What are the vertices, foci, and asymptotes of the hyperbola with the equation 16x2–4y2=64
16x^2–4y^2=64
To identify the vertices, foci, and asymptotes of the hyperbola with the given equation, we first need to rewrite the equation in standard form:
16x^2 - 4y^2 = 64
Divide all terms by 64:
x^2/4 - y^2/16 = 1
Comparing this with the standard form of a hyperbola:
(x-h)^2/a^2 - (y-k)^2/b^2 = 1
where (h, k) is the center of the hyperbola and a and b are the distances from the center to the vertices.
The center of the hyperbola is at (h, k) = (0, 0).
a = 2 and b = 4
Vertices:
The vertices of the hyperbola are on the x-axis and are at (±a, 0).
So the vertices are (2, 0) and (-2, 0).
Foci:
The distance from the center to the foci is given by c = √(a^2 + b^2).
c = √(2^2 + 4^2) = √(4 + 16) = √20 = 2√5
The foci are located along the x-axis and are at (±c, 0).
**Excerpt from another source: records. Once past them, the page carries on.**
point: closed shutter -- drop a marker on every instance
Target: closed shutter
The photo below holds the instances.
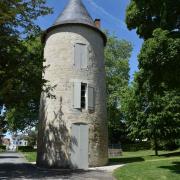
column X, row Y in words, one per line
column 91, row 98
column 81, row 56
column 77, row 95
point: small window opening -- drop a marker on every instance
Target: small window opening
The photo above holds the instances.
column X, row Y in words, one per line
column 83, row 95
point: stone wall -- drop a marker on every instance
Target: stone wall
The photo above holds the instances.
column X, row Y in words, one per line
column 56, row 112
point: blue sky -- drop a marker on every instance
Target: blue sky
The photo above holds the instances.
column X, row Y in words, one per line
column 112, row 15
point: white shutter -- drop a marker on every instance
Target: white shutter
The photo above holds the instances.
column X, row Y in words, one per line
column 77, row 95
column 91, row 98
column 84, row 57
column 80, row 56
column 77, row 56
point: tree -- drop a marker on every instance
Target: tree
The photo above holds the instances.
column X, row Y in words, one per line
column 32, row 138
column 3, row 128
column 146, row 16
column 21, row 60
column 117, row 54
column 157, row 87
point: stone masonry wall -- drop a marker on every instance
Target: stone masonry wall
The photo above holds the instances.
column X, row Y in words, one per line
column 56, row 112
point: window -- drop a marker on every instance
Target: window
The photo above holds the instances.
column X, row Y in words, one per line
column 80, row 56
column 83, row 96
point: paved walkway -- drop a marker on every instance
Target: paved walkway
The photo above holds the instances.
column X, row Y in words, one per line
column 14, row 166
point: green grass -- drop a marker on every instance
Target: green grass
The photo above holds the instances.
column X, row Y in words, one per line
column 30, row 156
column 143, row 165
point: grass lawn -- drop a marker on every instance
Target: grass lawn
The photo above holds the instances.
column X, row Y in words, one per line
column 30, row 156
column 143, row 165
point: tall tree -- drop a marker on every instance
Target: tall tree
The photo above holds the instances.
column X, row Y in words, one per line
column 157, row 82
column 146, row 16
column 20, row 60
column 117, row 54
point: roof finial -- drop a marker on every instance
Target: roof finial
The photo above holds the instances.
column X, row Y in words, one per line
column 75, row 12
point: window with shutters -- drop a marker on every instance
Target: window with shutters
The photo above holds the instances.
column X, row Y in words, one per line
column 84, row 96
column 80, row 56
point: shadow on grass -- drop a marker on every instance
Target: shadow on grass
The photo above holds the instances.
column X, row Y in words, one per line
column 171, row 154
column 28, row 171
column 175, row 167
column 122, row 160
column 12, row 157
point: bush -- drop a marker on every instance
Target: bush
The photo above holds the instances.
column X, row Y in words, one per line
column 2, row 148
column 26, row 149
column 136, row 146
column 169, row 145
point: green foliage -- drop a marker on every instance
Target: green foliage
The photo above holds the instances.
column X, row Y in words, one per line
column 117, row 54
column 2, row 148
column 32, row 138
column 146, row 16
column 26, row 149
column 136, row 146
column 21, row 60
column 159, row 62
column 3, row 127
column 153, row 107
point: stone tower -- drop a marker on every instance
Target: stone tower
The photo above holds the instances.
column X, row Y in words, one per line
column 73, row 123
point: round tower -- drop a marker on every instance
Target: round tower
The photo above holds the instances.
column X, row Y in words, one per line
column 73, row 124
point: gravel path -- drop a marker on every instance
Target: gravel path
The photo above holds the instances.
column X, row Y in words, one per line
column 14, row 166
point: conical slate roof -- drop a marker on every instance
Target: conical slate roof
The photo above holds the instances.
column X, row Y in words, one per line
column 75, row 12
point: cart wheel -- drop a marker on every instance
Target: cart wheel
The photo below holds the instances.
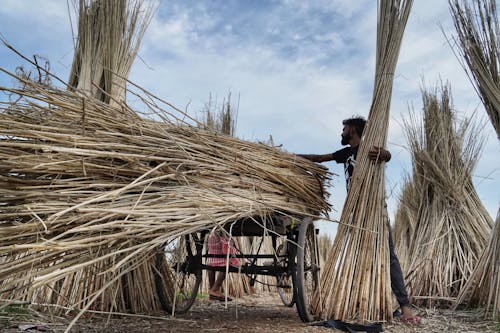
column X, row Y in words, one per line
column 285, row 283
column 178, row 272
column 307, row 276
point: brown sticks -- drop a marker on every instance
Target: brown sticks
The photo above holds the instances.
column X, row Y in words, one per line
column 355, row 282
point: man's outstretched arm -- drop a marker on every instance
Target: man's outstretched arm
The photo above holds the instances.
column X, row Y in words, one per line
column 317, row 158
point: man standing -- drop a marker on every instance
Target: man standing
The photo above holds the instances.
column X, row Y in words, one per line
column 351, row 137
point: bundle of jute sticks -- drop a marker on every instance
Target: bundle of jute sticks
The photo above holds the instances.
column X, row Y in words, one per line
column 477, row 41
column 483, row 286
column 91, row 191
column 442, row 225
column 355, row 283
column 478, row 45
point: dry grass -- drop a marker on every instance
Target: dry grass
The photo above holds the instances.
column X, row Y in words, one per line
column 355, row 283
column 483, row 287
column 442, row 226
column 90, row 192
column 109, row 36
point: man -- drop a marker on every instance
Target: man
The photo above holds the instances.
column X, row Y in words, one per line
column 351, row 136
column 219, row 244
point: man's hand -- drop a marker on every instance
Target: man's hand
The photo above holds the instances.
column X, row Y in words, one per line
column 378, row 154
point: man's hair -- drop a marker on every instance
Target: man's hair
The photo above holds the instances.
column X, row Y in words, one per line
column 358, row 123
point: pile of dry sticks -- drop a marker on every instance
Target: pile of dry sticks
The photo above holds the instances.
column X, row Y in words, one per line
column 355, row 283
column 91, row 191
column 442, row 227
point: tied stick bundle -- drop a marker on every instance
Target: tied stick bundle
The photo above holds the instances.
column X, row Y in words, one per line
column 90, row 192
column 449, row 225
column 478, row 40
column 109, row 36
column 355, row 284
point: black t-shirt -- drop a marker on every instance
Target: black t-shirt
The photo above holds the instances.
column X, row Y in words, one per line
column 347, row 156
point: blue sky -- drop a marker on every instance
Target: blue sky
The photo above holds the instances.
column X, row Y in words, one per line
column 299, row 67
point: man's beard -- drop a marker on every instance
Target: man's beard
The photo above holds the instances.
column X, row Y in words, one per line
column 345, row 139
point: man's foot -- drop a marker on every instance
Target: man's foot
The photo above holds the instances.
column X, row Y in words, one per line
column 408, row 317
column 217, row 296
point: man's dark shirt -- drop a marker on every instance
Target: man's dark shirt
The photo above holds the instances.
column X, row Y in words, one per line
column 347, row 156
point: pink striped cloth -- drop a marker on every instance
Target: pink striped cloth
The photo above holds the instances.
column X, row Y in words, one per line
column 221, row 245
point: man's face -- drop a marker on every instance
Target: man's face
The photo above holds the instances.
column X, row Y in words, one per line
column 346, row 135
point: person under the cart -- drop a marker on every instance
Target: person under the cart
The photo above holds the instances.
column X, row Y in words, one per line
column 220, row 244
column 351, row 137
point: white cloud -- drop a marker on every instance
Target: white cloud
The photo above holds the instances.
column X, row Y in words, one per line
column 300, row 67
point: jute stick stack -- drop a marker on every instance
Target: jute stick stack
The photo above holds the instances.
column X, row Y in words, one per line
column 483, row 286
column 84, row 183
column 355, row 283
column 479, row 46
column 478, row 43
column 449, row 225
column 109, row 36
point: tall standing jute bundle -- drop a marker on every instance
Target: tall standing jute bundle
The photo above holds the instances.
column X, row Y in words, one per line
column 483, row 286
column 478, row 39
column 355, row 283
column 449, row 225
column 479, row 47
column 109, row 36
column 91, row 192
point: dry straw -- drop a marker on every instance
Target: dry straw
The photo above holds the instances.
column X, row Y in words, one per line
column 90, row 192
column 478, row 42
column 355, row 283
column 442, row 227
column 478, row 38
column 109, row 36
column 483, row 287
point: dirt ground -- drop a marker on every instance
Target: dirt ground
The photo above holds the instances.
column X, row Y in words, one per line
column 254, row 313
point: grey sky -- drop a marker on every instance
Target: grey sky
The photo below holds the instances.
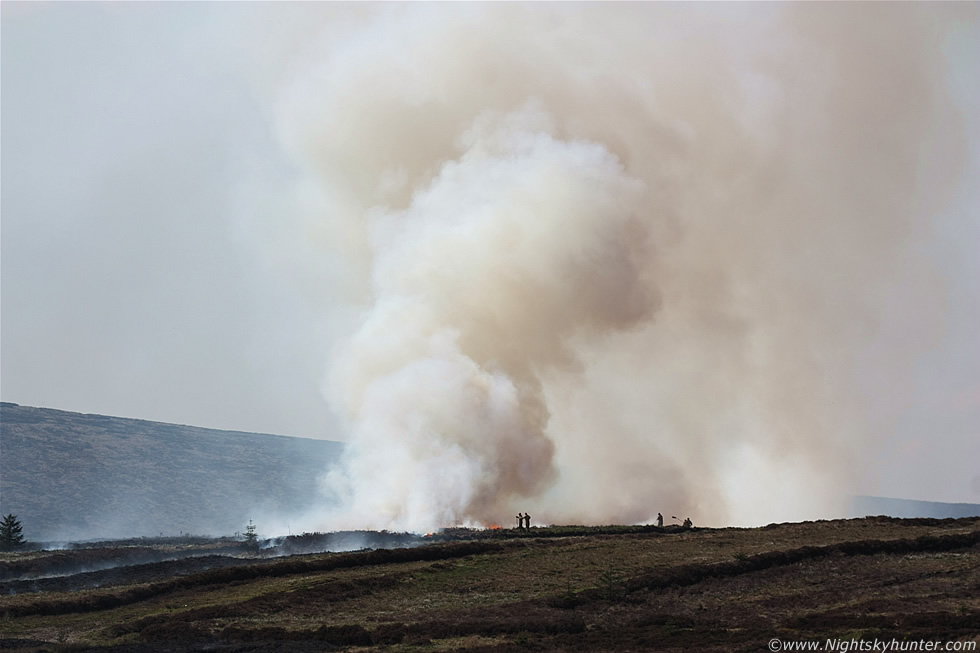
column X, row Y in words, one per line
column 127, row 286
column 146, row 273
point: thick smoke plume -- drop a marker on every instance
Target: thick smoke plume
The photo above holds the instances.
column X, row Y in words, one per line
column 614, row 260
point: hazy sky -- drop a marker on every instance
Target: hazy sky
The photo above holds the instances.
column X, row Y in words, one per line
column 160, row 261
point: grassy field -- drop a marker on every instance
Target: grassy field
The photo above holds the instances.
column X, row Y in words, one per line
column 570, row 588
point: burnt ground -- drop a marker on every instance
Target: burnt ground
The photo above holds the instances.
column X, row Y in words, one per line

So the foci are (2√5, 0) and (-2√5, 0).
Asymptotes:
The slopes of the asymptotes are given by ±b/a = ±4/2 = ±2.
The equations of the asymptotes passing through the center (0, 0) are y = ±2x.
Therefore, the vertices are (2, 0) and (-2, 0), the foci are (2√5, 0) and (-2√5, 0), and the asymptotes are y = 2x and y = -2x.